Figure 3. Screenshot of the Jason.exe tool
Ransomware and wiper
The cyberattack on the Albanian government used a common tactic of Iranian state sponsored actors by deploying ransomware first, followed by deployment of the wiper malware. The wiper and ransomware both had forensic links to Iranian state and Iran-affiliated groups. The wiper that DEV-0842 deployed in this attack used the same license key and EldoS RawDisk driver as ZeroCleare, a wiper that Iranian state actors used in an attack on a Middle East energy company in mid-2019. In that case, IBM X-Force assessed that actors affiliated with EUROPIUM gained initial access nearly a year ahead of the wiper attack. The wiper attack was subsequently performed by a separate and unknown Iranian actor. This is similar to the chain of events Microsoft detected against the Albanian government.
The code used in this attack had the following properties:
Embedded in the cl.exe wiper was the hex-string ‘B4B615C28CCD059CF8ED1ABF1C71FE03C0354522990AF63ADF3C911E2287A4B906D47D,’ which was the same license key used for the EldoS RawDisk driver of the ZeroCleare wiper documented by IBM X-Force in 2019. The Eldos driver is a legitimate tool that was also abused by the ZeroCleare wiper and was used to delete files, disks, and partitions on the target systems. While ZeroCleare is not widely used, this tool is being shared amongst a smaller number of affiliated actors including actors in Iran with links to MOIS.
The ransomware payload used in this attack by the DEV-0842 operator had the following properties:
This tool was signed with an invalid digital certificate from Kuwait Telecommunications Company KSC. This certificate had a SHA-1 thumbprint of 55d90ec44b97b64b6dd4e3aee4d1585d6b14b26f.

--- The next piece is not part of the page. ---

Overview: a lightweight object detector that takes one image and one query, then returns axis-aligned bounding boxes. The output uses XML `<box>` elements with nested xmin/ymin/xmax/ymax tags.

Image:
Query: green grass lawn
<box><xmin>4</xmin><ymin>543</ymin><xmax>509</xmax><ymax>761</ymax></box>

Microsoft telemetry indicates this certificate was only used to sign 15 other files—a very small footprint, suggesting the certificate was not widely shared amongst unrelated actor groups. Multiple other binaries with this same digital certificate were previously seen on files with links to Iran, including a known DEV-0861 victim in Saudi Arabia in June 2021:
It’s not clear if Read.exe was dropped by DEV-0861 on this Saudi victim or if DEV-0861 also handed off access to the Saudi victim to DEV-0842.
Additional indications of Iranian state sponsorship
The messaging, timing, and target selection of the cyberattacks bolstered our confidence that the attackers were acting on behalf of the Iranian government. The messaging and target selection indicate Tehran likely used the attacks as retaliation for cyberattacks Iran perceives were carried out by Israel and the Mujahedin-e Khalq (MEK), an Iranian dissident group largely based in Albania that seeks to overthrow the Islamic Republic of Iran.

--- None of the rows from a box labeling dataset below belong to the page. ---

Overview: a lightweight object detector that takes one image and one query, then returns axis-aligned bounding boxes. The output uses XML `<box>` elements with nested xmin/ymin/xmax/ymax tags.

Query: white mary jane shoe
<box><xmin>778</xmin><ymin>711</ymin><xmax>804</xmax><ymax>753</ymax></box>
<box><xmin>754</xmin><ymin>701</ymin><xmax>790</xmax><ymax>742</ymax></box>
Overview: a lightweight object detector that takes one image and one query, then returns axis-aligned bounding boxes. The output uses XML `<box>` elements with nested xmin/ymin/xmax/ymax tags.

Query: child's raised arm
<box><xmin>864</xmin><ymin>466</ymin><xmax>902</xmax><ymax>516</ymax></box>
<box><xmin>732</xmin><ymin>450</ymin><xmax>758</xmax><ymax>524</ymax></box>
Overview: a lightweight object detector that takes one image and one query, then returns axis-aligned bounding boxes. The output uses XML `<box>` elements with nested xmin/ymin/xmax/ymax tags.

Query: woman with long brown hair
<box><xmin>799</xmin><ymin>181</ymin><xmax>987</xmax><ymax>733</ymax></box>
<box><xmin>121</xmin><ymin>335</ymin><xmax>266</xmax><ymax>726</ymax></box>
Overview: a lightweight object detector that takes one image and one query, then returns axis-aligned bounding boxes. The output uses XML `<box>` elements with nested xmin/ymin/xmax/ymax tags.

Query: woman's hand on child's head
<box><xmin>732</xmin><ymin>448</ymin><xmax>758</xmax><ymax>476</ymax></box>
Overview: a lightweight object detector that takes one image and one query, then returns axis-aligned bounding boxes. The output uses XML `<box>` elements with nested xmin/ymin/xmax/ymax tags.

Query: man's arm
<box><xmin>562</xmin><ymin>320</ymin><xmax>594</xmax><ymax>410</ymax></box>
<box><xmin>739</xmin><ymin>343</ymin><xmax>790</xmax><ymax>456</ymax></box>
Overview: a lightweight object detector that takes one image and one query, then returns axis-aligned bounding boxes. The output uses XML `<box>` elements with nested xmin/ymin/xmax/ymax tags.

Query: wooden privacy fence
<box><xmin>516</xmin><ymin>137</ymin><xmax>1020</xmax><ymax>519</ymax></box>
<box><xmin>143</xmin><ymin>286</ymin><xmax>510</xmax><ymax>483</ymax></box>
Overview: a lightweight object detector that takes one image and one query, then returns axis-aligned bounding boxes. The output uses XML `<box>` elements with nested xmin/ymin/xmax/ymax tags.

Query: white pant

The attacker’s logo is an eagle preying on the symbol of the hacking group ‘Predatory Sparrow’ inside the Star of David (Figure 4). This signals the attack on Albania was retaliation for Predatory Sparrow’s operations against Iran, which Tehran perceives involved Israel. Predatory Sparrow has claimed responsibility for several high-profile and highly sophisticated cyberattacks against Iran state-linked entities since July 2021. This included a cyberattack that disrupted television programming of the Islamic Republic of Iran Broadcasting (IRIB) with images saluting MEK leaders in late January. Predatory Sparrow forewarned about the attack hours ahead of time and claimed they supported and paid for it, indicating others were involved. Iranian officials blamed this cyberattack on the MEK and additionally blamed the MEK and Israel for a cyberattack that used the same images and messaging against the Tehran municipality in June.

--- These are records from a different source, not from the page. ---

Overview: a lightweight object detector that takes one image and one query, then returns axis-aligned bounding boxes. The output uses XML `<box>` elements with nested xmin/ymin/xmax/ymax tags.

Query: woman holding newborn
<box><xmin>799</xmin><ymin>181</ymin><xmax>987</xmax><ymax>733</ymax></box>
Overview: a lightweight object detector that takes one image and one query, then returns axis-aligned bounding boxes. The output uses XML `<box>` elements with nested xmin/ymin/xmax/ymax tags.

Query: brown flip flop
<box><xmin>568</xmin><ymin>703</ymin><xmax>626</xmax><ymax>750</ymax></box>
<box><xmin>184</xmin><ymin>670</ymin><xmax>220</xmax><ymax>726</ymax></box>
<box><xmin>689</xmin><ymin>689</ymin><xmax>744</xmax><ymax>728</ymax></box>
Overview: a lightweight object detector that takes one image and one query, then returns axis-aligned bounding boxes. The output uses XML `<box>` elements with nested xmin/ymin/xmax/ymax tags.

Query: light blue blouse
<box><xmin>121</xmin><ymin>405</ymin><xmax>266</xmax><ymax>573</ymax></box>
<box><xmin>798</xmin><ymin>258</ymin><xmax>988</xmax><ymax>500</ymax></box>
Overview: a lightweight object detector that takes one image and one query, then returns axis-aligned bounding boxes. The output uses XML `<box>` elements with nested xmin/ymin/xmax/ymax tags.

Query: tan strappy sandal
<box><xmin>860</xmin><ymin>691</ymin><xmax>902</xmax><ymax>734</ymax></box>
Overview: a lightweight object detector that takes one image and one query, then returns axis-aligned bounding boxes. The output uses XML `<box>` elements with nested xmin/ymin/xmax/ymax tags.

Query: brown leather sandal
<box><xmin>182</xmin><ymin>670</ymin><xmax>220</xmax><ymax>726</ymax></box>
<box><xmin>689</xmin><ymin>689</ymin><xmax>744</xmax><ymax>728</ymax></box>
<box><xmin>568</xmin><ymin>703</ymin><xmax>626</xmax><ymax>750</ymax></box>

The message in the ransom image indicates that the MEK, a long-standing adversary of the Iranian regime, was the primary target behind their attack on the Albanian government. The ransom image, like several posts by Homeland Justice, the group overtly pushing messages and leaking data linked to the attack, asked “why should our taxes be spent on terrorists of Durres.” This is a reference to the MEK, who Tehran considers terrorists, who have a large refugee camp in Durrës County in Albania.
Figure 4. Ransomware image and Homeland Justice banner
The messaging linked to the attack closely mirrored the messaging used in cyberattacks against Iran, a common tactic of Iranian foreign policy suggesting an intent to signal the attack as a form of retaliation. The level of detail mirrored in the messaging also reduces the likelihood that the attack was a false flag operation by a country other than Iran.
- The contact numbers listed in the ransom image (Figure 4), for example, were linked to multiple senior Albanian leaders, mirroring the cyberattacks on Iran’s railways and fueling pumps, which included a contact phone number belonging to the Iranian Supreme Leader’s Office.
- The messages in the information operations also emphasized targeting of corrupt government politicians and their support for terrorists and an interest in not harming the Albanian people (Figure 5). Similarly, the attack on Iranian steel companies claimed to target the steel factories for their connections to the Islamic Revolutionary Guard Corps (IRGC) while avoiding harm to Iranians. Another cyberattack on an Iranian airline in late 2021, which was claimed by Hooshyaran-e Vatan (meaning “Observants of the Fatherland” in Farsi), emphasized Tehran’s corruption and misappropriation of money on IRGC activities abroad.
Figure 5. Message from Homeland Justice days after the cyberattack.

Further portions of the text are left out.